In his email interview with The New York Times, Wilhite sought to put to rest the continual debate around the pronunciation of "GIF," in addition to expressing his annoyance that the debate even exists. "The Oxford English Dictionary accepts both pronunciations," Wilhite told the outlet. "They are wrong. It is a soft 'G,' pronounced 'jif.' End of story.'" In support of Wilhite's insistence on the pronunciation, The GIF Pronunciation Page quotes an anecdote someone who claimed to have worked with Wilhite shared with the former e-pub NetBITS. "Steve always pronounced it 'jiff' and would correct those who pronounced it with a hard G. "Choosy developers choose GIF," they said riffing off the marketing slogan of the Jiff peanut butter company.

Social media pays tribute to Wilhite

According to the New York Times story from 2013, Stephen Wilhite had never actually created an animated GIF, which is used so popularly online, though he did reveal that his favorite is the dancing baby GIF. Naturally, internet users have taken to social media to pay tribute to Wilhite, whose decades-old work continues to impact people's lives on a daily basis. It's only appropriate that many of these testimonials come with a relevant GIF attached.

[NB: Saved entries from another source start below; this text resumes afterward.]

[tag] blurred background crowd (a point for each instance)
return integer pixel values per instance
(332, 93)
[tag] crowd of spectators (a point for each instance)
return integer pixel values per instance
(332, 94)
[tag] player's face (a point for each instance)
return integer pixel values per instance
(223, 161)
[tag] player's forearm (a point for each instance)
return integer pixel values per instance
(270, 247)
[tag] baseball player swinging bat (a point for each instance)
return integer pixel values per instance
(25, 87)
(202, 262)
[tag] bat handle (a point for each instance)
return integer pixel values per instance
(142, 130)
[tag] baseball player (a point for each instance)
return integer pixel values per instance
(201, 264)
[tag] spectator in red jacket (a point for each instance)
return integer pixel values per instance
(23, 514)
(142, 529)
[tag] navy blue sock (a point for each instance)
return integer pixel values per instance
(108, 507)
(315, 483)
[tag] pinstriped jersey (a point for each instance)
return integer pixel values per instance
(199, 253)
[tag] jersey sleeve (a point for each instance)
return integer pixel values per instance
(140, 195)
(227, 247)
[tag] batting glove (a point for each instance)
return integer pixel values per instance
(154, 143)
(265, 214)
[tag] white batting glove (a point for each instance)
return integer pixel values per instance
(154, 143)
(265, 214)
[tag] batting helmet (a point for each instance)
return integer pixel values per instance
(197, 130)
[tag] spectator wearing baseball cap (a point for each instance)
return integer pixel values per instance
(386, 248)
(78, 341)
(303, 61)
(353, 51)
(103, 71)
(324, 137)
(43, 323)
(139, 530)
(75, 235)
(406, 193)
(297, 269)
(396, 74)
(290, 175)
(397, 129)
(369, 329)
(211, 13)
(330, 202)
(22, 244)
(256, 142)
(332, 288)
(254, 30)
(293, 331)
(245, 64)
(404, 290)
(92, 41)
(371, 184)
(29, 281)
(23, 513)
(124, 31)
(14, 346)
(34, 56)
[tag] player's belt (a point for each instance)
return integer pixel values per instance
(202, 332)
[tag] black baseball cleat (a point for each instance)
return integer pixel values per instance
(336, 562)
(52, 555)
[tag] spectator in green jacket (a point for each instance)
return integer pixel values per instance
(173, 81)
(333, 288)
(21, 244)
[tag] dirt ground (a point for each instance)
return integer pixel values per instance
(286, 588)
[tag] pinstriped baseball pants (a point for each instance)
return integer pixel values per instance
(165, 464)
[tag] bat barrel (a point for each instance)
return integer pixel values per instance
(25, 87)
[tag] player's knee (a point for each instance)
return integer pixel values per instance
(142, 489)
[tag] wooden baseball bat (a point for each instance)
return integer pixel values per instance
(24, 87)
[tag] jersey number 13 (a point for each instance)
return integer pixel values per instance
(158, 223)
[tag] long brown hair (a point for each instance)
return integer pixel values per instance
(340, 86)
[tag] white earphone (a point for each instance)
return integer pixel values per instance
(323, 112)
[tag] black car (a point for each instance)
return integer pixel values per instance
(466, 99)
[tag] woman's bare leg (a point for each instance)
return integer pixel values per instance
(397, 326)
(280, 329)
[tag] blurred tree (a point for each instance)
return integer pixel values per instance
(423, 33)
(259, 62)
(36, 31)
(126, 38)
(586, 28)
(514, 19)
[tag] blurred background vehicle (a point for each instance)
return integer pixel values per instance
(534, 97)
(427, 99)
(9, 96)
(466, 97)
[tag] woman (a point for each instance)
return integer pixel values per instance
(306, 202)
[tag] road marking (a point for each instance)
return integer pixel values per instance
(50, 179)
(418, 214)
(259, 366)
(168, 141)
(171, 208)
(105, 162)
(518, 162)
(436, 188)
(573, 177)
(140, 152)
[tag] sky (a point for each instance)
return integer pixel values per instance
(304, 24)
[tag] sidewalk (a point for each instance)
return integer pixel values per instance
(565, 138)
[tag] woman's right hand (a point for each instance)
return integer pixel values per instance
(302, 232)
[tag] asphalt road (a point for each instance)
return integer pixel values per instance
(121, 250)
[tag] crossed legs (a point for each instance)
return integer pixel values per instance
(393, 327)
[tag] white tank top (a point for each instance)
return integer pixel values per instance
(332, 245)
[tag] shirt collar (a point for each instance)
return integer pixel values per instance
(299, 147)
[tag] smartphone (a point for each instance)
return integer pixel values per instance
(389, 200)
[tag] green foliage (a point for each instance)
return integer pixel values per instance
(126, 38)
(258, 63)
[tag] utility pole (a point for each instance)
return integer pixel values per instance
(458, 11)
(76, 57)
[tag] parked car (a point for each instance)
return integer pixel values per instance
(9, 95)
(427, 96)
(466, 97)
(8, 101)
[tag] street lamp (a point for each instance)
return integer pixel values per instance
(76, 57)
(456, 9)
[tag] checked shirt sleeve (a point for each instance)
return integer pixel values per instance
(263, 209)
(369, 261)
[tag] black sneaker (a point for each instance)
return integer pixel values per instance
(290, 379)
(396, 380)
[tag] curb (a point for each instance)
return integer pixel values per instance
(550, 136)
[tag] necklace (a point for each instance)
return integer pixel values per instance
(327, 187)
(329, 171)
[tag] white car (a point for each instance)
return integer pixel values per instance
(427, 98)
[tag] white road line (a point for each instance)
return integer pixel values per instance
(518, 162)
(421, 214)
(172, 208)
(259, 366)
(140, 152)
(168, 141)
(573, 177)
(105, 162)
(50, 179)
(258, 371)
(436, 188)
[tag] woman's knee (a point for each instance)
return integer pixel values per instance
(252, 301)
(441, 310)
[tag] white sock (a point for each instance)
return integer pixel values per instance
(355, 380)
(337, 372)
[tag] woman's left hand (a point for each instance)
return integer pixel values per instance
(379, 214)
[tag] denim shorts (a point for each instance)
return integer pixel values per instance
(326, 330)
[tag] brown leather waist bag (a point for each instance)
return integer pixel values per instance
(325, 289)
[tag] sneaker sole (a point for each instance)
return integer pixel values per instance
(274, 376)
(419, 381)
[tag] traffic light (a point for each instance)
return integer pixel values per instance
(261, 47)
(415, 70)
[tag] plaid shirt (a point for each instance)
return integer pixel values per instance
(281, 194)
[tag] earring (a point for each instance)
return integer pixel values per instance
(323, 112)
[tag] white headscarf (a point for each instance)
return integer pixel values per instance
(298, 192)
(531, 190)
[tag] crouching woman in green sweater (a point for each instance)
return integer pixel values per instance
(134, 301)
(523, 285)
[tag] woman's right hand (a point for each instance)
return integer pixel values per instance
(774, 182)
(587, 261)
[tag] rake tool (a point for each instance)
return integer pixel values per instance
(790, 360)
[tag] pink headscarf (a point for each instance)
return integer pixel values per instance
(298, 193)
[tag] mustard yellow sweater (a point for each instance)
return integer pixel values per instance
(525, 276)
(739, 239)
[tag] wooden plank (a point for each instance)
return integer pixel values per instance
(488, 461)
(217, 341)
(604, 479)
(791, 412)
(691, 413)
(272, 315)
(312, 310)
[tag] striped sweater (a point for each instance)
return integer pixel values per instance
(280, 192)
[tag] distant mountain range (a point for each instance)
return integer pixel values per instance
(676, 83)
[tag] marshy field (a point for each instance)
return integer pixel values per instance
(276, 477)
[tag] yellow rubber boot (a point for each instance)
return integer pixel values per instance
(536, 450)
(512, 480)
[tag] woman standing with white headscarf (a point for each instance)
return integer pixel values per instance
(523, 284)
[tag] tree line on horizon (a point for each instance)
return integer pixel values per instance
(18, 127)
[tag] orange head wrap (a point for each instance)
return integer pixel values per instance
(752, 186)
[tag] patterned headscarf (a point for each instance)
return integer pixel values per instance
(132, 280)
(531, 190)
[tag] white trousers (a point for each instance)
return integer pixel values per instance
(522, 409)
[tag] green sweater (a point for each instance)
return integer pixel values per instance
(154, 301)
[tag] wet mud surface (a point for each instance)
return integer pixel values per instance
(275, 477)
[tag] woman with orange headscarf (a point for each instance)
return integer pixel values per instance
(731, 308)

Fittingly, GIPHY, a platform and company seemingly solely reliant on the format, honored Wilhite via Twitter. "The GIPHY team is sad to hear of the passing of Stephen Wilhite, the creator of the GIF file format. GIPHY was built on a sincere love for the GIF — and we are indebted to the creativity and vision of Mr. Wilhite." With its tribute, the company shared a composite GIF — comprised of various animated images ranging from the Mona Lisa and the "Family Guy" character Stewie to professional wrestler CM Punk and the "Mortal Kombat" character Sub Zero — which, when zoomed out, created an image of Wilhite.

User @pixelastronaut's tweet acknowledged the pronunciation debate, with a GIF featuring "Looney Tunes" characters Bugs Bunny and Daffy Duck repeatedly tearing notes off a pole. While the original cartoon featured flyers declaring that it was either rabbit season or duck season, this version showed flyers alternately pronouncing  it "JIF SEASON" or "GIF SEASON." Mixing in a bit of gallows humor, user @steamboat28 declared that "Stephen Wilhite is with Jod now, beyond such petty squabbles."